Allein, der Kollege ist nicht von der Allianz, er ist von der Dresdner Bank: „Ich war plötzlich wieder hellwach und gesund, als ich das mitkriegte“, erzählt Buterfas. Er konfrontiert den Bankberater mit der Vergangenheit seines Arbeitgebers in der NS-Zeit und will von einem Geschäft nichts wissen. Doch sein Gegenüber lässt nicht locker. Und außerdem: Die Dresdner Bank gehöre jetzt zur Allianz. „Ich erlahmte langsam – na, und dann machte ich einen Vorschlag: keine Aktien, kein Risiko. Das Geld wird konservativ angelegt! Und alles bitte schriftlich, in drei verständlichen Sätzen abgefasst.“ Nach nur vier Tagen findet er die Unterlagen im Briefkasten vor. Es geht um 150.000 Euro.
Gut zehn Monate später sieht Ivar Buterfas im Fernsehen, wie eine gewisse Bank namens Lehman Brothers in New York ihre Büros räumt. Er ruft bei der Dresdner an, will mal hören, was ist. Und erfährt, dass er 64 Prozent seiner Einlagen verloren habe, die in Aktien stecken würden: gut 80.000 Euro. „Nee, Ihre Bank hat Geld verloren, meine Anlage ist dagegen konservativ, also sicher, hab ich schriftlich“, erklärt Buterfas dem Mann. Der stammelt etwas von einem Urknall, der die ganze Welt erfasst habe. Buterfas holt tief Luft: „Ich hab dem nur noch gesagt: Sie satteln jetzt Ihr schnellstes Dresdner Pferd, das bei Ihnen im Stall steht, und galoppieren mit der Kohle hierher! Und dafür gebe ich Ihnen genau zweimal 24 Stunden. Den Weg kennen Sie ja.“
Natürlich kommt der Reiter nicht. Buterfas nimmt sich einen Anwalt, viele Telefonate und Briefe folgen: Erst will ihm die Bank 50 Prozent des Verlustes erstatten; dann 70 Prozent, schließlich alles. Nur unterschreiben soll er, dass er niemandem davon erzählt. Da ist man bei ihm natürlich an der richtigen Adresse. Er unterschreibt selbstverständlich nicht und bekommt sein Geld komplett zurücküberwiesen.
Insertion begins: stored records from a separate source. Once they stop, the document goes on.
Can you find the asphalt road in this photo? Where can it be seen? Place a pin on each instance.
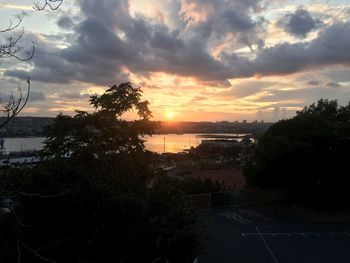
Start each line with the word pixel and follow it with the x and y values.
pixel 272 234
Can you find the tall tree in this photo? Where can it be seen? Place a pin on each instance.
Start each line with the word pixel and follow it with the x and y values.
pixel 10 38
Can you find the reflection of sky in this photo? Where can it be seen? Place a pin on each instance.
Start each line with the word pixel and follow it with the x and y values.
pixel 173 143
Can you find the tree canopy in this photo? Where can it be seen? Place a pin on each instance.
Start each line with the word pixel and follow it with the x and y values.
pixel 95 197
pixel 307 154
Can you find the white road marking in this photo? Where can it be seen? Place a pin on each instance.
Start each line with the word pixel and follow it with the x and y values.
pixel 303 234
pixel 236 217
pixel 251 212
pixel 266 245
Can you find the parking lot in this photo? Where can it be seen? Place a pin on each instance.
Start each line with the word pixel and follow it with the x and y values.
pixel 272 234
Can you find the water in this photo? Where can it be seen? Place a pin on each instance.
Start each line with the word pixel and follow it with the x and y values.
pixel 173 143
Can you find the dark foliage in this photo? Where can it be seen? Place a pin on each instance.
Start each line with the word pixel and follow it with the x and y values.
pixel 95 198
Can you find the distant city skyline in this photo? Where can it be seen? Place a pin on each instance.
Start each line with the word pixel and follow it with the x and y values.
pixel 195 60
Vielleicht hätte er nun alles auf sich beruhen lassen, da melden die Zeitungen, dass verschiedene Manager der Bank trotz aller Verluste ihre Boni einklagen wollen: in Höhe von 250 Millionen Euro. Vielleicht hätte er nichts Weiteres unternommen, hätte ihn die Bank nicht noch mal angerufen.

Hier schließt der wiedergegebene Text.